Paris : bientôt des flasheuses pour faire respecter le stationnement payant
A Madrid, l’utilisation de véhicules flashant les plaques immatriculation a fait bondir le taux de respect du stationnement payant à 85%. Indigo espère importer ce système à Paris en 2018.
Stationnement payant : ce qui va changer en 2018
Adieu le PV, bonjour le FPS (forfait post-stationnement) ! A partir du 1er janvier 2018, la «dépénalisation du stationnement » entrera en vigueur en France, en application de la loi sur les métropoles de janvier 2014, dite loi MAPTAM.
Concrètement, cela signifie que, dans les 800 communes où le stationnement est payant, les villes récupèrent la gestion des amendes.
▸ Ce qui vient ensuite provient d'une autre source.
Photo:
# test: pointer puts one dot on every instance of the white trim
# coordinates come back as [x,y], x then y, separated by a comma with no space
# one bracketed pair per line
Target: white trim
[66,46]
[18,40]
Si vous ne payez pas ou que vous dépassez la durée limite, vous n’aurez plus de procès-verbal dressé par un agent de l’Etat, mais un « forfait post-stationnement » à régler à la ville, qui peut en confier la gestion à des entreprises privées.
A Paris, les amendes vont tripler
Fini aussi le tarif national de 17 € le PV. Chaque ville fixe son tarif, qui peut varier selon les zones. A Paris, l’amende (ou FPS) va passer à 50 € (35 € si vous payez dans les 3 jours) dans la zone centrale (arrondissement 1 à 11), et à 35 € (24€ dans les 3 jours) pour les autres arrondissements.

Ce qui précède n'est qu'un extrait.